Like so many others, Grieger found the lack of structure, triviality, and isolation of leaving the military crushing. The day-to-day troubles of life — paying taxes, figuring out housing, and deciding what to do with his time — seemed purposeless compared to the honor that was promised to him upon entering the military. Sailing provided a way to focus his energy in a healthy way.
Hell or High Seas
It took Skeleton Crew Sailing until January 2019 to complete the voyage, including a three-month stay in Chile when winter storms made it impossible to sail. About halfway through the trip, they gained a producer — Fresh Fly — and another crew member: John Rose, a Navy rescue swimmer who lived in Guam with Grieger and had been following the trip on YouTube.

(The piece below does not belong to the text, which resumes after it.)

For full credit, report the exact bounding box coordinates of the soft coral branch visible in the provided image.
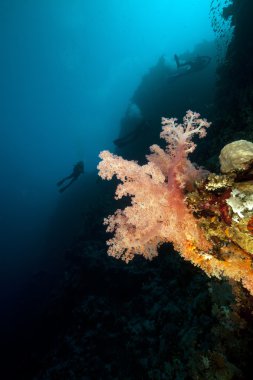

He had nothing else lined up after being discharged from the military, so he decided to join the cause. At the outset of the trip, both Rose and Grieger experienced suicidal thoughts and struggled with PTSD, but they bonded over the journey and their shared experiences.
The documentary, Hell or High Seas, was recently completed, and now the team is shopping it to film festivals and distributors for public viewing. Robert Irvine, a celebrity chef who was in the Royal Navy, recently came on as the executive producer to help promote the project.
“Hopefully this film is unique and different enough to spark people’s interest,” says O’Shea. He believes that veteran suicide is an issue that isn’t just going to go away on its own. “Because we live in a democracy,” he says, “it’s our responsibility as civilians, as the general public, to approach and to address this issue.”